Noise in the original audio signal could corrupt the MFCC. Some methods thus prefer to extract text features that are related to the content of the speech. These methods often borrow models from specific speech signal processing tasks such as automatic speech recognition (ASR) or voice conversion (VC). The automatic speech recognition (ASR) task aims at converting speech signals into corresponding text. For example, DeepSpeech [35, 36] is a speech-to-text model, which can transform an input speech frequency spectrum to English strings. Das et al. [27] took DeepSpeech features as the input to the talking face generation model. From the perspective of acoustic attributes, a phoneme is the smallest speech unit. It is considered that each phoneme is bounded to a specific vocalization action. For example, there are 48 phonemes in the English International Phonetic Alphabet (IPA), corresponding to 48 different vocal patterns. Quite a few methods [12, 28] use phoneme representation to synthesize talking face. The voice conversion (VC) task aims at converting non-verbal features such as accent, timbre, and speaking style between speakers while retaining the content features of the voice. Zhou et al. [22] used a pre-trained VC model to extract text features to characterize the content information in the speech.

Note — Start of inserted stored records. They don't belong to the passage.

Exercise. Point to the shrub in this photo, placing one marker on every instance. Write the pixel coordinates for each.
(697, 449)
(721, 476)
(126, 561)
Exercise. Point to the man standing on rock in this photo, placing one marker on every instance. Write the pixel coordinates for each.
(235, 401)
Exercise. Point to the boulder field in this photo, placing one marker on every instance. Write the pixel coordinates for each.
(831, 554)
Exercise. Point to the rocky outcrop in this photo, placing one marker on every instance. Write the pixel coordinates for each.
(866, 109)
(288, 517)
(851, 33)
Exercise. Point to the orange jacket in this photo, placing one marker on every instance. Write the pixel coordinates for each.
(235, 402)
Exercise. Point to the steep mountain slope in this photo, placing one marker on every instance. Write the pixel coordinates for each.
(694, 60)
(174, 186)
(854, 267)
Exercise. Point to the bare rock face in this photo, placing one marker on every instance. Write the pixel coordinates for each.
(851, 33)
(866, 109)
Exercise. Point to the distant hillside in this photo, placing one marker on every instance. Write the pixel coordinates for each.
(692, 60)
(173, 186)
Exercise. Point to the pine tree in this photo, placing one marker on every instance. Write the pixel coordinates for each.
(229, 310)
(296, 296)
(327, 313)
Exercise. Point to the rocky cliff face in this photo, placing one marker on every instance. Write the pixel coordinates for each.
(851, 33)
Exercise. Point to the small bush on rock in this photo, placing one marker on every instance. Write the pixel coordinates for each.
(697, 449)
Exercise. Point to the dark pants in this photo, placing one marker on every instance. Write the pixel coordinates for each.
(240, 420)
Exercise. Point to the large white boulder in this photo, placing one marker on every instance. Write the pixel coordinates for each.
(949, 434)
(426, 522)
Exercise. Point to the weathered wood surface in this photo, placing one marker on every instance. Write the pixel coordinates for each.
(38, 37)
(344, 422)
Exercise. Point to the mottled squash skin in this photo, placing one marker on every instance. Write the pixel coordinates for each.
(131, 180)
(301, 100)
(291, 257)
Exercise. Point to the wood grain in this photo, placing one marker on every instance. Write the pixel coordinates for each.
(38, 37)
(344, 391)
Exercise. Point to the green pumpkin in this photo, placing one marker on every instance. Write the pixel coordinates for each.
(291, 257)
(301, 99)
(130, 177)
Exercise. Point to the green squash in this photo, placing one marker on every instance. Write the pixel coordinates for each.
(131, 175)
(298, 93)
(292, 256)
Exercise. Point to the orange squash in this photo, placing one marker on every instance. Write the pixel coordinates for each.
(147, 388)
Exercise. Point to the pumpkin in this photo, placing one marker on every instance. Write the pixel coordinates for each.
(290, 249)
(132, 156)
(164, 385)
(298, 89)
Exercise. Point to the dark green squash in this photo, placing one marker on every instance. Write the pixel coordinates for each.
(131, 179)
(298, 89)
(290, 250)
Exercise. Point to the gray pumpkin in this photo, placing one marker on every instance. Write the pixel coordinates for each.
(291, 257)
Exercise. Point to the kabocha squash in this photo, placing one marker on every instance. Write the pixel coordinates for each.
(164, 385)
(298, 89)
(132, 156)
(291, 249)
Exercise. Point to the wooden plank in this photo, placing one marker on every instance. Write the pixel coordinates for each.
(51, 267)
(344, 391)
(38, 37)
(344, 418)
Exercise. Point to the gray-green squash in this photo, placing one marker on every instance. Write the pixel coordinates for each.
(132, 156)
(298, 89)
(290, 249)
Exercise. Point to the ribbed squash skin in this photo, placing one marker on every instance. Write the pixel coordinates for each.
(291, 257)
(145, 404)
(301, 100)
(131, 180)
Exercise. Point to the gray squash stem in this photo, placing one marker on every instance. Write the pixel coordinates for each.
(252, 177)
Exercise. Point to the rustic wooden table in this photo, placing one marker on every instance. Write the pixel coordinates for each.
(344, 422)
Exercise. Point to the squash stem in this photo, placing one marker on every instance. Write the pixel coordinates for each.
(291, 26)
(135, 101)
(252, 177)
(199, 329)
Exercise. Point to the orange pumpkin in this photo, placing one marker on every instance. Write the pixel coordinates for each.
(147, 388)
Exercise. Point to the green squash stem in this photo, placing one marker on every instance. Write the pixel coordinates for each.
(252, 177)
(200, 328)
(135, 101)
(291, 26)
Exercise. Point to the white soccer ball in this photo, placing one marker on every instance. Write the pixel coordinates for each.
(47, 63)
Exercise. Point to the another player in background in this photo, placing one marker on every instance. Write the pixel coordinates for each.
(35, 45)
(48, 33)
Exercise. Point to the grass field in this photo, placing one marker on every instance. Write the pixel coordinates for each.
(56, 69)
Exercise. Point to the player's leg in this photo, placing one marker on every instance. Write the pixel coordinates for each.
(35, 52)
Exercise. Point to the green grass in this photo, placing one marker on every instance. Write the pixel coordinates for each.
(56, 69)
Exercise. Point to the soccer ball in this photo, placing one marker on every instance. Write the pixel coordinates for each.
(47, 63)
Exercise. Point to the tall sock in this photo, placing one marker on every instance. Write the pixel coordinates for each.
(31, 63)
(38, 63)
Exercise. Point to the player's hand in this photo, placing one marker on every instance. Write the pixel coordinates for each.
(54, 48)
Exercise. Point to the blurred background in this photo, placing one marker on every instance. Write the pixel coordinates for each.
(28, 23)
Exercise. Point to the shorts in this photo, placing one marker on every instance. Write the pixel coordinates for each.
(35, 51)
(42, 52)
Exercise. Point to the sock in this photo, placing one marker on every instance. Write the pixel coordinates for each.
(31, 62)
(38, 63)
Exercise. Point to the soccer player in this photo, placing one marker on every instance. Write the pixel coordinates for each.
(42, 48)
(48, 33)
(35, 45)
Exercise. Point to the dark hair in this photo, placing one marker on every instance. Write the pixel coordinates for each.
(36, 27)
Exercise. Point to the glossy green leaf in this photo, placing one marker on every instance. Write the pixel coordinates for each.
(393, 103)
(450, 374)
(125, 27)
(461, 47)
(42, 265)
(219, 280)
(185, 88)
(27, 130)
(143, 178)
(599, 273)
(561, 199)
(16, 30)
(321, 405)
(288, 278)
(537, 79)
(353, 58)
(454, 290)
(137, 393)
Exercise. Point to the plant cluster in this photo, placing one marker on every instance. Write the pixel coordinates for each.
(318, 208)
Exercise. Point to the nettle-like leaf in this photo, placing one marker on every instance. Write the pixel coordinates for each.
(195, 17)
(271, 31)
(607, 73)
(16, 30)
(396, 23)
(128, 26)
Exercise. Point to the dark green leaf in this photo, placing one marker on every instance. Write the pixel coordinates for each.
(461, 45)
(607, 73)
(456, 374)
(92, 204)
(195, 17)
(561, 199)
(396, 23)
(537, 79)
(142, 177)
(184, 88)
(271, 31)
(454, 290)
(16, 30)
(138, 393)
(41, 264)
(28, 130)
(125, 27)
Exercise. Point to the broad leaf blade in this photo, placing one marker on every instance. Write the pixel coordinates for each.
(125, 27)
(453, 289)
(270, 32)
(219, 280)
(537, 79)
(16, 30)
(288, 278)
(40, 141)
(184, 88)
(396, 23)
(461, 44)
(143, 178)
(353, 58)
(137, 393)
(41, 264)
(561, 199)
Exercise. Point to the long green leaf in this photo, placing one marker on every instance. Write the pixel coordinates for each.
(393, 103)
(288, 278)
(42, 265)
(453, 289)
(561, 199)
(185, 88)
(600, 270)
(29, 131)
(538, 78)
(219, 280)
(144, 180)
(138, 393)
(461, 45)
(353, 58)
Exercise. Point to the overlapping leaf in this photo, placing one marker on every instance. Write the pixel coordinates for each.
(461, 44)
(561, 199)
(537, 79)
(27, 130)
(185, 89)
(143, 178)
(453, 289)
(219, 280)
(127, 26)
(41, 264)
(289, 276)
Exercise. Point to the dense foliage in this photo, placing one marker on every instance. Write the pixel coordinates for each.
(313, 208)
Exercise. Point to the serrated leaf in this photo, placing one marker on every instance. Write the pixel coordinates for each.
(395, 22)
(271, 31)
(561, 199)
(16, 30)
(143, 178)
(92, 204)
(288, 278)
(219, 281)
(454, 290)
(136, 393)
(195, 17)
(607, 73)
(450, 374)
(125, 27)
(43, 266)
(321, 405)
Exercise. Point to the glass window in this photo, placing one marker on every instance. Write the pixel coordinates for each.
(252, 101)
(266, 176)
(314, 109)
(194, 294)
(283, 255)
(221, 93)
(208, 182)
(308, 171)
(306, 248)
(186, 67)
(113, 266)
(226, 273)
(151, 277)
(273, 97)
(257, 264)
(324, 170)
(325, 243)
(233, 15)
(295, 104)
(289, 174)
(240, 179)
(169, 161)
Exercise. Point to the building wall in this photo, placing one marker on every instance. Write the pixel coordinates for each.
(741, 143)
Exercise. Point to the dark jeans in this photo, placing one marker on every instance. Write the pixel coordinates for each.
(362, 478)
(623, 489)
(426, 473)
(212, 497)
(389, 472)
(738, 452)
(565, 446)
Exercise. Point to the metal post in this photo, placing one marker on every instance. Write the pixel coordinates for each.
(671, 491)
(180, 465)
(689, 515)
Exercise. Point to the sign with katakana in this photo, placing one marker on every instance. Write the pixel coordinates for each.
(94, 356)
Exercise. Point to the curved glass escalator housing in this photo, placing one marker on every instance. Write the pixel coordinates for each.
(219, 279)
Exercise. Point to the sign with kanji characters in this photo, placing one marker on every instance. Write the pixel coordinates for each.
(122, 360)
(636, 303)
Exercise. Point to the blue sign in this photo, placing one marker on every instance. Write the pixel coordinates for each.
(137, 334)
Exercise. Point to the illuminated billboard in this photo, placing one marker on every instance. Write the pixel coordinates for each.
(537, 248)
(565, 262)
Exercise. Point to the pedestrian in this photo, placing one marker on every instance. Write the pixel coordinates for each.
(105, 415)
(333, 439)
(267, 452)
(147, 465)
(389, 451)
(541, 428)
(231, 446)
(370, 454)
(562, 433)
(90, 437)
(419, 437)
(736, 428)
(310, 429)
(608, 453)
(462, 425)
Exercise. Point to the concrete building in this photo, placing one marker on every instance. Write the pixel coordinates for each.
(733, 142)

2D Models. 2D facial representations like 2D landmarks [17, 22, 29,30,31], action units (AUs) [32], and reference face images [23, 31, 33] are commonly used in talking face generation. Facial landmark detection is defined as the task of localizing and representing salient regions of the face. As shown in Fig. 8.2, facial landmarks are usually composed of points around eyebrows, eyes, nose, mouth, and jawline. As a shape representation of the face, facial landmark is a fundamental component in many face analysis and synthesis tasks, such as face detection [37], face verification [38], face morphing [39], facial attribute inference [40], face generation [41], and face reenactment [29]. Chen et al. [37] showed that aligned face shapes provide better features for face classification. The proposed joint learning of face detection and alignment greatly enhances the capability of real-time face detection. Chen et al. [38] densely sampled multi-scale descriptors centered at dense facial landmarks and used the concatenated high-dimensional feature for efficient face verification. Seibold et al. [39] presented an automatic morphing pipeline to generate morphing attacks, by warping images according to the corresponding detected facial landmarks and replacing the inner part of the original image. Di et al. [41] presented that the information preserved by landmarks (gender in particular) can be further accentuated by leveraging generative models to synthesize corresponding faces. Lewenberg et al. [40] proposed an approach that incorporates facial landmark information for input images as an additional channel, helping a convolutional neural network (CNN) to learn face-specific features for predicting various traits of facial images. Automatic face reenactment [42] learns to transfer facial expressions from the source actor to the target actor. Wayne et al. proposed ReenactGAN [29] to reenact faces by the facial boundaries constituted by facial landmarks. Conditioned on the facial boundaries, the reenacted face images become more robust to challenging poses, expressions, and illuminations.